Orcas are apex predators, which means that they themselves don't have any natural predators. The ocean is their buffet, then, when it comes to picking what's for supper! Orcas eat everything, from marine mammals (including whales MUCH bigger than them) to birds, including penguins and seabirds, and even sea turtles. They have to eat about 4% of their own body weight every day. They have about 45 pointy teeth, which are great for ripping and tearing their prey, but they don't often chew their food. Instead they prefer to eat it in one big gulp - they often swallow smaller prey whole!

12. They're very chatty

We've learned that whales have friends, live in groups, and love to hunt together, so it makes sense they also love to chat! Orcas make a lot of noises, including clicks, whistles, squeaks, screams, and pulses. Individual pods have their own languages, just like individual cultures and societies for humans - and they also have different dialects and accents! Orcas can't smell, but they have a better way of finding their way around - making noise! This is called echolocation, and it means they use their vocalisations to sense objects and prey in the water.

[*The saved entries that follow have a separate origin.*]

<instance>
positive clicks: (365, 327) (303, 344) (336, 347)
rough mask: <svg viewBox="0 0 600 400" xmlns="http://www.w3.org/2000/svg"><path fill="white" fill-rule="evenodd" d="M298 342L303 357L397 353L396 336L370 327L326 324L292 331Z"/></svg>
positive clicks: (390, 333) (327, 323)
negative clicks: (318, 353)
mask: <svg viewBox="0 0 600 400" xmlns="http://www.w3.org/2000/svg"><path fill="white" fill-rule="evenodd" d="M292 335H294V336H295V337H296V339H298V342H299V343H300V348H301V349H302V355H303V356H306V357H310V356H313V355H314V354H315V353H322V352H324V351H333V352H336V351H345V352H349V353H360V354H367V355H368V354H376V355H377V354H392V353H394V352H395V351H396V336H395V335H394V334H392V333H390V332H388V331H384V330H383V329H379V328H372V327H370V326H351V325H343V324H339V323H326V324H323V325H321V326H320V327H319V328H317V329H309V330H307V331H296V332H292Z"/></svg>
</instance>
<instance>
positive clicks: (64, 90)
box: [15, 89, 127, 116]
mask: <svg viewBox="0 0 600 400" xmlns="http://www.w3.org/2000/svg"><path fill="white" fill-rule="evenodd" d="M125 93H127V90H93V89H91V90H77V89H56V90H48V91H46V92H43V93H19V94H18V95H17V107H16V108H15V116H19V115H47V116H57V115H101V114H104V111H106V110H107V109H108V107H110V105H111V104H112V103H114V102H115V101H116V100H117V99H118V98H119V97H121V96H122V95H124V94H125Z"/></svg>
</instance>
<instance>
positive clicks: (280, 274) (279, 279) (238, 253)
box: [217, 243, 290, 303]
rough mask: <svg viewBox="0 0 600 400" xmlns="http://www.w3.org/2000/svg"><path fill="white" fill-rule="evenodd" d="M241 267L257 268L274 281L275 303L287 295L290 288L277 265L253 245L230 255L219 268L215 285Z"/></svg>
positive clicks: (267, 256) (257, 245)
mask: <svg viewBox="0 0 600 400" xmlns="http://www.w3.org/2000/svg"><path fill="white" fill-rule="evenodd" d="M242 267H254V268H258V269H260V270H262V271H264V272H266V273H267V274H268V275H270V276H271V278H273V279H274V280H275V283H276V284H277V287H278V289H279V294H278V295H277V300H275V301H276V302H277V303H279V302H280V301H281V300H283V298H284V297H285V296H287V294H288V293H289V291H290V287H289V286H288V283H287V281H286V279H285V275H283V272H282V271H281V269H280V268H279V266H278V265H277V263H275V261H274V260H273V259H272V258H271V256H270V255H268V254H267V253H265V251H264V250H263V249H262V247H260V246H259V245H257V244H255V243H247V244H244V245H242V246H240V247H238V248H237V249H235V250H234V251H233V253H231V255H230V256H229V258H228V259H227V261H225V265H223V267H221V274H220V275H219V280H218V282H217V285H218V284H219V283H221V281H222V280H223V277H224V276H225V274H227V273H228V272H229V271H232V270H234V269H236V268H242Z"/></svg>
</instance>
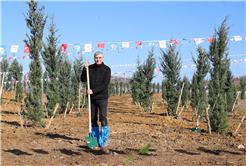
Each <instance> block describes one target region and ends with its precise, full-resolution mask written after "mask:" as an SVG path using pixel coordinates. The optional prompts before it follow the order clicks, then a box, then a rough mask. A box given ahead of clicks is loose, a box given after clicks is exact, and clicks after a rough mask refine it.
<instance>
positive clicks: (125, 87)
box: [123, 82, 126, 95]
mask: <svg viewBox="0 0 246 166" xmlns="http://www.w3.org/2000/svg"><path fill="white" fill-rule="evenodd" d="M123 86H124V88H123V94H124V95H125V94H126V82H124V83H123Z"/></svg>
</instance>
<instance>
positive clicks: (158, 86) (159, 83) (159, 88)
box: [156, 82, 160, 93]
mask: <svg viewBox="0 0 246 166" xmlns="http://www.w3.org/2000/svg"><path fill="white" fill-rule="evenodd" d="M156 88H157V93H160V83H159V82H158V83H157V87H156Z"/></svg>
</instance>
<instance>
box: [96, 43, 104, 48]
mask: <svg viewBox="0 0 246 166" xmlns="http://www.w3.org/2000/svg"><path fill="white" fill-rule="evenodd" d="M97 47H98V48H105V44H104V43H98V44H97Z"/></svg>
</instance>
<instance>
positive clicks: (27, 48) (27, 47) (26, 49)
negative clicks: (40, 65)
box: [24, 45, 31, 53]
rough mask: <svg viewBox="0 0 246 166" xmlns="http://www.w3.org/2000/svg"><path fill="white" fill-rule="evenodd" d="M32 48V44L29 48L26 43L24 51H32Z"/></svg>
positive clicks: (28, 51) (24, 46)
mask: <svg viewBox="0 0 246 166" xmlns="http://www.w3.org/2000/svg"><path fill="white" fill-rule="evenodd" d="M30 49H31V46H29V48H28V47H27V45H24V53H30Z"/></svg>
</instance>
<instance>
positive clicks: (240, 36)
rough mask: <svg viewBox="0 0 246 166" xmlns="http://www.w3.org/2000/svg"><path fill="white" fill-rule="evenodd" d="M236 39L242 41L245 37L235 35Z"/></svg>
mask: <svg viewBox="0 0 246 166" xmlns="http://www.w3.org/2000/svg"><path fill="white" fill-rule="evenodd" d="M234 40H235V41H240V40H243V38H242V37H241V36H234Z"/></svg>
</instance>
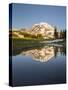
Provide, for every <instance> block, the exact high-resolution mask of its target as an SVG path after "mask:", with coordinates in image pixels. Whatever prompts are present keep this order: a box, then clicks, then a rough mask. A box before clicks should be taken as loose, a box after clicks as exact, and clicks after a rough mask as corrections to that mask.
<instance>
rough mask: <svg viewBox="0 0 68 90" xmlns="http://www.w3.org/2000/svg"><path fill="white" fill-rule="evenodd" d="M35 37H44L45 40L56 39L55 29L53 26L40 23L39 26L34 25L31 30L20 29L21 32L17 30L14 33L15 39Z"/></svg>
mask: <svg viewBox="0 0 68 90" xmlns="http://www.w3.org/2000/svg"><path fill="white" fill-rule="evenodd" d="M39 34H40V35H39ZM32 35H33V36H36V37H37V36H38V35H39V36H42V37H43V38H45V39H48V38H54V27H53V26H51V25H50V24H48V23H45V22H44V23H43V22H41V23H38V24H34V25H33V26H32V27H31V29H29V28H28V29H26V28H25V29H23V28H22V29H20V30H17V31H16V30H15V31H14V32H13V36H14V37H16V38H17V37H19V38H24V37H28V36H29V37H30V36H31V37H32Z"/></svg>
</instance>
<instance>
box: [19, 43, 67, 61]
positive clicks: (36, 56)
mask: <svg viewBox="0 0 68 90" xmlns="http://www.w3.org/2000/svg"><path fill="white" fill-rule="evenodd" d="M19 55H24V56H31V57H32V58H33V60H35V61H40V62H47V61H49V60H51V59H52V58H53V57H55V58H56V57H57V56H58V55H66V48H65V46H54V45H48V46H44V47H40V48H34V49H29V50H25V51H22V52H20V53H19Z"/></svg>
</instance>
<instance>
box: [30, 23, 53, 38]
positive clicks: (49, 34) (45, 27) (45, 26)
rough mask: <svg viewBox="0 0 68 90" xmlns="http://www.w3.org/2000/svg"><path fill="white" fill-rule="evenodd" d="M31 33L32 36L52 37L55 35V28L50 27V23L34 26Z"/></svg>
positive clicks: (42, 23)
mask: <svg viewBox="0 0 68 90" xmlns="http://www.w3.org/2000/svg"><path fill="white" fill-rule="evenodd" d="M31 33H32V34H35V35H37V34H41V35H42V36H45V37H47V36H49V35H50V36H52V37H53V35H54V27H52V26H51V25H49V24H48V23H38V24H34V25H33V26H32V28H31Z"/></svg>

13. We can tell them apart!

Like many animals, orcas look the same from a distance - but if you look closer, you'll be able to tell them apart! Different whales have distinctive dorsal fins and saddle patches (lighter patches just behind their dorsal fins). That's useful for scientists trying to observe whale lifefspans and behaviour in the wild.

14. They have memes

Now this is fascinating! Wild orcas have been recorded performing certain behaviours in their pods. Sometimes scientists call these "fads", but honestly? They're pretty meme-like! One example of this happened in the 1980s, when a pod of orcas in the Pacific went through a phase of wearing dead salmon on their heads. A couple of other pods also picked up this behaviour. They stopped doing it after a couple of months, like a short-lived trend. Why? No one quite knows - maybe they thought it looked cool, or maybe they thought it was funny! Male orcas in British Columbia were also once observed playing a game by moving around fisherman's prawn and crab traps, even though they don't usually eat prawns or crabs. They stopped doing it quite quickly again, and scientists think it was a game - they were being mad lads! The boat-ramming we already mentioned might also be another example of a short-lived game. But what does this mean? Well first of all, it means that orcas would absolutely kill it on social media, if they could type. But most importantly, it means that they have their own cultures which evolve over time - something that we used to think only humans could do!

15. They're threatened

As with many animals, the beautiful orca is at risk from human activity. This doesn't just apply to the captive orcas, though - wild ones are also suffering from human activity. Manmade objects like boats interfere with their echolocation, which is bad for their feeding and their socialisation. Fishing is also a threat, with overfishing affecting their food supply, and fishing nets and boats injuring orcas in the wild. Pollution like toxic spills and plastic waste is also bad for them, as they consume things that aren't good for them. And of course, climate change is damaging their environments and threatening their food. What can you do? It's a good idea to join a wildlife conservation group, and do what you can to raise awareness of these wonderful creatures and their needs.